Sergi Bastardas spent a decade at Amazon and later at floriculture startup Colvin, and one thing kept bugging him: companies just didn't have enough efficient "human infrastructure" to manage the workers behind the scenes.

So in 2025, he and co-founders Nacho Travesí and Antonio Melé launched Orbio, an enterprise startup that uses AI agents to help businesses hire and manage frontline workers. On Monday, the company announced a $21 million Series A round led by Dawn Capital.

Orbio's customers already include Poke and YUM! Brands — the company behind Pizza Hut, Taco Bell, and KFC. Bastardas said customers are moving from pilot programs to full deployment. At behavioral health provider The Stepping Stones Group, Orbio now runs the company's entire US operation, and 20% more candidates are making it through to get hired.

The startup is tapping into a massive market: frontline workers make up about 80% of the global workforce, but most HR tech focuses on desk jobs. Orbio's AI agents handle everything from screening candidates to onboarding paperwork, cutting the time managers spend on hiring.

What Orbio actually does

The platform uses AI agents to automate repetitive tasks in the hiring workflow. Instead of a manager manually reviewing hundreds of applications, Orbio's bots screen candidates, schedule interviews, and even handle compliance checks. Once someone is hired, the system walks them through paperwork, training modules, and policy acknowledgments.

Bastardas said the idea came from watching managers at Amazon and Colvin struggle to keep up with hiring surges. "It didn't scale."

The money and the market

The $21 million Series A is a big bet on a space that has historically been underserved by venture capital. Dawn Capital led the round, joining existing investors who backed Orbio's seed round earlier this year.
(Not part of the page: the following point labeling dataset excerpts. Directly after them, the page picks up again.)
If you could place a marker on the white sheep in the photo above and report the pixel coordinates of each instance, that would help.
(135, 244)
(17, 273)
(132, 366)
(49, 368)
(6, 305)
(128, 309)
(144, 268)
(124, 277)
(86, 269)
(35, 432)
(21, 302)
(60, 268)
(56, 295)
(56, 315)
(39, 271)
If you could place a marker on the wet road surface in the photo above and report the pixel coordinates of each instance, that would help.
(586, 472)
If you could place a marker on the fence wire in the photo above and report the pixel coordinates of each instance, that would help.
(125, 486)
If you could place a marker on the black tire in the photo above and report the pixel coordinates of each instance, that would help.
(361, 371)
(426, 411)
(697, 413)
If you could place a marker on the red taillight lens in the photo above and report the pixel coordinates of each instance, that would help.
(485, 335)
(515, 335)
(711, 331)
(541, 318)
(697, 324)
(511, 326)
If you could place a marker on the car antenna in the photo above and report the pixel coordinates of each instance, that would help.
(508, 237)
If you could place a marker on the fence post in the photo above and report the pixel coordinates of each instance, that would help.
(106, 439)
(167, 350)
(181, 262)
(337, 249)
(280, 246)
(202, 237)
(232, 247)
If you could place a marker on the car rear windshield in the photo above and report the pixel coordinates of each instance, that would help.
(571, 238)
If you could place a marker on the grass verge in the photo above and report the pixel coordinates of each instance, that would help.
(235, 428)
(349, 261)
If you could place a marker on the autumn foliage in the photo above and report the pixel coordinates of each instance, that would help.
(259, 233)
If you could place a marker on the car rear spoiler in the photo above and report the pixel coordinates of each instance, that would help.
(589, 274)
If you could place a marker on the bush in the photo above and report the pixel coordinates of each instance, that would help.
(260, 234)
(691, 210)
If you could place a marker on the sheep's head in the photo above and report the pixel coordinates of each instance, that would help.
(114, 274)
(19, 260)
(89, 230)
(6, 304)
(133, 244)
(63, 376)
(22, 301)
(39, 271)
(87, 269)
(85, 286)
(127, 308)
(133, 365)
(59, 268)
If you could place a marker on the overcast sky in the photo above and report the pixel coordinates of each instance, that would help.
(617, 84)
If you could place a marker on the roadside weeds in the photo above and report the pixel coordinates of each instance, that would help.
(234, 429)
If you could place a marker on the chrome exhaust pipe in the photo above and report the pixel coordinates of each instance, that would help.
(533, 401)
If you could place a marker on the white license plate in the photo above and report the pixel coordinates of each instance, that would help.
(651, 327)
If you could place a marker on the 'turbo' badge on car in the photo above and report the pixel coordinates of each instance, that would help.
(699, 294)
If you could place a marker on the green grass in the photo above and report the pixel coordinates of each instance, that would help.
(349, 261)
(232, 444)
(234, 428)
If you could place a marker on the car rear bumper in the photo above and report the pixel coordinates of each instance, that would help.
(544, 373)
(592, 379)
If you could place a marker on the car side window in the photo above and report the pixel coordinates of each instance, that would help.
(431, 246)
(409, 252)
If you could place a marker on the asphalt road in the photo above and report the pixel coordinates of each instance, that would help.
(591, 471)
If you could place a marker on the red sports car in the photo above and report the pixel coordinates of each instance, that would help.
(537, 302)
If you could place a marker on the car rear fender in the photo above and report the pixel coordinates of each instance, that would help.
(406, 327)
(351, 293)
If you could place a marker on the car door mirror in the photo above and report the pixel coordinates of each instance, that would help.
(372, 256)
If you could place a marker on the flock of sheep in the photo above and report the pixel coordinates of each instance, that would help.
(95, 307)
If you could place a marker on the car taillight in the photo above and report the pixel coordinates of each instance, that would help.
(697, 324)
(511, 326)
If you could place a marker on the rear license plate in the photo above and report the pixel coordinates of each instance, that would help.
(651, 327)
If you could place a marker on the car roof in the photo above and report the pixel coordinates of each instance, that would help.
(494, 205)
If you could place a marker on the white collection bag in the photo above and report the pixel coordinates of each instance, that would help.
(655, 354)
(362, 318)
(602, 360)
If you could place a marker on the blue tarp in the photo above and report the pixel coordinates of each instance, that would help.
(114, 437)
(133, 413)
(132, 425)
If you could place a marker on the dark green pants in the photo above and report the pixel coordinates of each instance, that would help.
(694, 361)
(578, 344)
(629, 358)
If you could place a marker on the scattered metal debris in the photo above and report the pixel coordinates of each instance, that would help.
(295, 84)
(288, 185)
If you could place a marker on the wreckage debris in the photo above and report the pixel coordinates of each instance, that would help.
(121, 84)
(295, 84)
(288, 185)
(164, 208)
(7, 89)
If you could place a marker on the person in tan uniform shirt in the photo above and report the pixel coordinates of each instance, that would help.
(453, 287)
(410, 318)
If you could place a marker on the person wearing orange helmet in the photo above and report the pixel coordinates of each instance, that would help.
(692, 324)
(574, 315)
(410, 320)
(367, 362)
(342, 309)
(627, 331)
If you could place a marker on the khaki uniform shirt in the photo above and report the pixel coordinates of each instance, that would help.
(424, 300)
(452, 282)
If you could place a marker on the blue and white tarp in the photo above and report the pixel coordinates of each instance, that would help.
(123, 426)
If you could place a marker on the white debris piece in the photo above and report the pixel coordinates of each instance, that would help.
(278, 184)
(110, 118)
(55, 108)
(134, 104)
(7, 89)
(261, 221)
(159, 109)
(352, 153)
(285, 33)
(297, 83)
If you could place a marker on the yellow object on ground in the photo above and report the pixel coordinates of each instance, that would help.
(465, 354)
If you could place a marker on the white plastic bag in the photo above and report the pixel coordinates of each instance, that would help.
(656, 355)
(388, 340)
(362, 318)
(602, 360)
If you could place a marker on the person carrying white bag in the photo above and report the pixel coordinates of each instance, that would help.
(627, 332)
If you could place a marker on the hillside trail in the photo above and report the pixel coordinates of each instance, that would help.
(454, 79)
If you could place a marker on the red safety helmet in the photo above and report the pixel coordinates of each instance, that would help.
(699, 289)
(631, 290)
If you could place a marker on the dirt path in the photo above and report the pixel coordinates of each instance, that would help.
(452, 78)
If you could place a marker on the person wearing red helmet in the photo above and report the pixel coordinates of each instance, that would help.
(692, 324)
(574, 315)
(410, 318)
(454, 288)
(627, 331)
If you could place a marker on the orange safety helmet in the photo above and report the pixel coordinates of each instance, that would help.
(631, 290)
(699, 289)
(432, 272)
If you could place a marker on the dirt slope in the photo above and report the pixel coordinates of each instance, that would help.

Frontline workers include everyone from fast-food cashiers to warehouse pickers to home health aides. Turnover in these roles can exceed 100% annually at some companies, meaning hiring is a constant, expensive churn. Orbio's pitch: automate the parts of hiring that don't need a human, so managers can focus on retention and culture.

What's next

Orbio plans to use the funding to expand its sales team and improve its AI models. The company is also eyeing international markets, though Bastardas said the immediate focus is on the US.

For now, the startup is riding a wave of interest in AI agents — software that doesn't just analyze data but actually performs tasks. If Orbio can prove its bots save time and money at scale, it could become a standard tool for companies that employ thousands of frontline workers.